写一个Javapa爬虫,爬取大众点评网美食信息
时间: 2024-05-06 08:20:52 浏览: 8
抱歉,我是AI语言模型,无法提供完整可运行的Java代码,但我可以给出一个简单的爬虫框架,供您参考:
1. 首先,需要使用Java的网络请求库,如Apache HttpClient或OkHttp,发送HTTP请求获取网页内容。
2. 解析HTML页面,可以使用Jsoup等HTML解析库,获取美食店铺的信息,如店名、地址、评分等。
3. 如果需要翻页,可以根据网页URL的规律构造下一页的URL地址,再次发送HTTP请求获取下一页的内容。

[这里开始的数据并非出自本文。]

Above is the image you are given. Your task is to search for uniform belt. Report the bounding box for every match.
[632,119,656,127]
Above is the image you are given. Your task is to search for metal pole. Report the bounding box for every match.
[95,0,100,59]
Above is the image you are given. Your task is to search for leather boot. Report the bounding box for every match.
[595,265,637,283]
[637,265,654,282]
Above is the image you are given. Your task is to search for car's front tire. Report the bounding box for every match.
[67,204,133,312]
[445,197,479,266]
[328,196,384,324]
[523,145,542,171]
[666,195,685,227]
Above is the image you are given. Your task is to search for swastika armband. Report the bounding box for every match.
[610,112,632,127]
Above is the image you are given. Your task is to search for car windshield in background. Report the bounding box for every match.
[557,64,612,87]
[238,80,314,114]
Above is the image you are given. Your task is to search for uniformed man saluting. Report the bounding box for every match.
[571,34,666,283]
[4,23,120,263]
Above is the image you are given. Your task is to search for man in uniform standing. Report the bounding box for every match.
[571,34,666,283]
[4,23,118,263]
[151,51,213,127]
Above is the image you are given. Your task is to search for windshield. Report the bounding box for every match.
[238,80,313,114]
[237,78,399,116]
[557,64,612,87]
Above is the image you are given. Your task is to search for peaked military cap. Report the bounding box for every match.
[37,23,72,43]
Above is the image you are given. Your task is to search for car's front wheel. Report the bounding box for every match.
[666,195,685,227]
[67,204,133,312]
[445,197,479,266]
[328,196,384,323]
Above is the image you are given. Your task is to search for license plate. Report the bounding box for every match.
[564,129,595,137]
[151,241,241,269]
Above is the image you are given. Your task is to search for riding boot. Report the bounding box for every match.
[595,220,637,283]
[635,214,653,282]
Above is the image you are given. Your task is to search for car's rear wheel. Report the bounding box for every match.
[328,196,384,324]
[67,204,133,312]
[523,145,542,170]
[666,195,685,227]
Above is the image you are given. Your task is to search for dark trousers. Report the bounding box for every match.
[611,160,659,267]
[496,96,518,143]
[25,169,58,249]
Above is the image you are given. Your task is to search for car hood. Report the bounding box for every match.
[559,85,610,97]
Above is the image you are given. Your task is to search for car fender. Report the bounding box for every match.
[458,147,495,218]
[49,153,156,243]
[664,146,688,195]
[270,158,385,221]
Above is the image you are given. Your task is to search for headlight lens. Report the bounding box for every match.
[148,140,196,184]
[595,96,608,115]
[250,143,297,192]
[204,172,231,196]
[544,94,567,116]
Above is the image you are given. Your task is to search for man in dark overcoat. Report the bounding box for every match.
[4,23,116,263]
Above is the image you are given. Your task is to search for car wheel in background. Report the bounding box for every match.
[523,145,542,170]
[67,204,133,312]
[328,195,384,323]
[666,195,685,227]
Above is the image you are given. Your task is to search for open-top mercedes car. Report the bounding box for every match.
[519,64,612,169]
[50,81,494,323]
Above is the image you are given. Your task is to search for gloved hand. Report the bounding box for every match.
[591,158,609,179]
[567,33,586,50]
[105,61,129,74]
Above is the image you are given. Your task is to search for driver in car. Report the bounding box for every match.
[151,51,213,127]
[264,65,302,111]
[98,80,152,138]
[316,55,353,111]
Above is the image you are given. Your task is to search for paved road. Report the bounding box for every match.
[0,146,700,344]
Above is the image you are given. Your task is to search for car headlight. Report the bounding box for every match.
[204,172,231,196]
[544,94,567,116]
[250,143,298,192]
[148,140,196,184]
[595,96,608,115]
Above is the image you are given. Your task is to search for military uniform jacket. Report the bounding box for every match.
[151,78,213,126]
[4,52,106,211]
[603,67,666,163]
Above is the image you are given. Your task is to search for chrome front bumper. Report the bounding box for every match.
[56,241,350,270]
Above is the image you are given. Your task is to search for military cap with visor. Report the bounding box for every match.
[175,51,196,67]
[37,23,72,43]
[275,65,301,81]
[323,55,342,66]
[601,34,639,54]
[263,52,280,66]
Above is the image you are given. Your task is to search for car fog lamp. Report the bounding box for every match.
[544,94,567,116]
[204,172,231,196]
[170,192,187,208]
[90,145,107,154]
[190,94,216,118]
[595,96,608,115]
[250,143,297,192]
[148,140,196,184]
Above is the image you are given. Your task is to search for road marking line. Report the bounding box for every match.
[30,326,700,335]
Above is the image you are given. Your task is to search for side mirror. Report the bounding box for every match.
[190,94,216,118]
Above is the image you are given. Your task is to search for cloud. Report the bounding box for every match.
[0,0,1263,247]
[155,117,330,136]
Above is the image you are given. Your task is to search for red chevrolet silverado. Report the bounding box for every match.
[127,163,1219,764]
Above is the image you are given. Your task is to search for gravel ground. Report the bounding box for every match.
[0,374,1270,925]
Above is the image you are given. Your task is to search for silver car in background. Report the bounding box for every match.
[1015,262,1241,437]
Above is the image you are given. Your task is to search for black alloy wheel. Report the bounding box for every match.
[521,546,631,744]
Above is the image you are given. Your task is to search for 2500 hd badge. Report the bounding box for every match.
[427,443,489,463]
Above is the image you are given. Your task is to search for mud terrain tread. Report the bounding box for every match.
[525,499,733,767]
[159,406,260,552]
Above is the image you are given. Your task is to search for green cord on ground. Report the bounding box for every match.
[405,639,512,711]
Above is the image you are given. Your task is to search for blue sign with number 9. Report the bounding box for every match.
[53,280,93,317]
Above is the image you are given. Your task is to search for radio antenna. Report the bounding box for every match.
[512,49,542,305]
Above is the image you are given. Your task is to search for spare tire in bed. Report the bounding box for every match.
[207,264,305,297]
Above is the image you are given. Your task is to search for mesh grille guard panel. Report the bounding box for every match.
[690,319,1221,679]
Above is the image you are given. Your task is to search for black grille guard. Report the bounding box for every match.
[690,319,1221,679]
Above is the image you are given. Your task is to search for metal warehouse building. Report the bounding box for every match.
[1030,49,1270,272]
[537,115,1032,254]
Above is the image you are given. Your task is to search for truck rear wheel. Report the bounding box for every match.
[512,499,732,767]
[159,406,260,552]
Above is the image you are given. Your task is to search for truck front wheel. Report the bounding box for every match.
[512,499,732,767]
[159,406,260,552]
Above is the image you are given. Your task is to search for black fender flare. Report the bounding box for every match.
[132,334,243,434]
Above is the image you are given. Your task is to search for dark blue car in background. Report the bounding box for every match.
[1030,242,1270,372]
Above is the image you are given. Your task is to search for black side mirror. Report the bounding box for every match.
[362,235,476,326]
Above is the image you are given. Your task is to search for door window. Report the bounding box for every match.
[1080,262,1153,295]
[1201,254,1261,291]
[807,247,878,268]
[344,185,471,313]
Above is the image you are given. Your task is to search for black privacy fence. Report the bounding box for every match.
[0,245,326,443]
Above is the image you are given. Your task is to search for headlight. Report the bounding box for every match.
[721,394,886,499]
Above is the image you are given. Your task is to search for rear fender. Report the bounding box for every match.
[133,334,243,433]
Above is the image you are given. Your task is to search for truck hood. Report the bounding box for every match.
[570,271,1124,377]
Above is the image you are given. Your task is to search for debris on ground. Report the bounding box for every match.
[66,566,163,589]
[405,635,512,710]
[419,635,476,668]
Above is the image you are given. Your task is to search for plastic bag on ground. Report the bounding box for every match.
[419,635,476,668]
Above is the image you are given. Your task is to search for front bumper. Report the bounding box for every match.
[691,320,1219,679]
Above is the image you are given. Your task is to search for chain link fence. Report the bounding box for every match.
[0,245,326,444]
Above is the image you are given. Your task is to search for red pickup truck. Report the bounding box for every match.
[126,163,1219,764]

4. 将获取到的美食店铺信息保存到数据库或文件中,方便后续分析和使用。
以下是一个简单的Java爬虫框架,供您参考:
```
import org.apache.http.HttpEntity;
import org.apache.http.client.methods.CloseableHttpResponse;
import org.apache.http.client.methods.HttpGet;
import org.apache.http.impl.client.CloseableHttpClient;
import org.apache.http.impl.client.HttpClients;
import org.apache.http.util.EntityUtils;
import org.jsoup.Jsoup;
import org.jsoup.nodes.Document;
import org.jsoup.nodes.Element;
import org.jsoup.select.Elements;
import java.io.IOException;
public class DianPingCrawler {
private static final String BASE_URL = "http://www.dianping.com";
private static final String SEARCH_URL = "http://www.dianping.com/search/category/2/10/g110";
public static void main(String[] args) throws IOException {
CloseableHttpClient httpClient = HttpClients.createDefault();
String nextPageUrl = SEARCH_URL;
while (nextPageUrl != null) {
HttpGet httpGet = new HttpGet(nextPageUrl);
httpGet.setHeader("User-Agent", "Mozilla/5.0 (Windows NT 10.0; Win64; x64) AppleWebKit/537.36 (KHTML, like Gecko) Chrome/58.0.3029.110 Safari/537.36");
CloseableHttpResponse httpResponse = httpClient.execute(httpGet);
HttpEntity httpEntity = httpResponse.getEntity();
String html = EntityUtils.toString(httpEntity);
Document document = Jsoup.parse(html);
Elements shopElements = document.select("div.shop-list li");
for (Element shopElement : shopElements) {
String name = shopElement.select("h4 > a").text();
String address = shopElement.select("span.addr").text();
String score = shopElement.select("span.sml-rank-stars").attr("title");
System.out.println("店名:" + name);
System.out.println("地址:" + address);
System.out.println("评分:" + score);
System.out.println("====================================");
}
Element nextPageElement = document.select("a.next").first();
nextPageUrl = nextPageElement != null ? BASE_URL + nextPageElement.attr("href") : null;
}
}
}
```
以上代码会爬取大众点评网美食类别下的所有店铺,并输出店名、地址、评分等信息。如需扩展或修改,可以根据需要进行改进。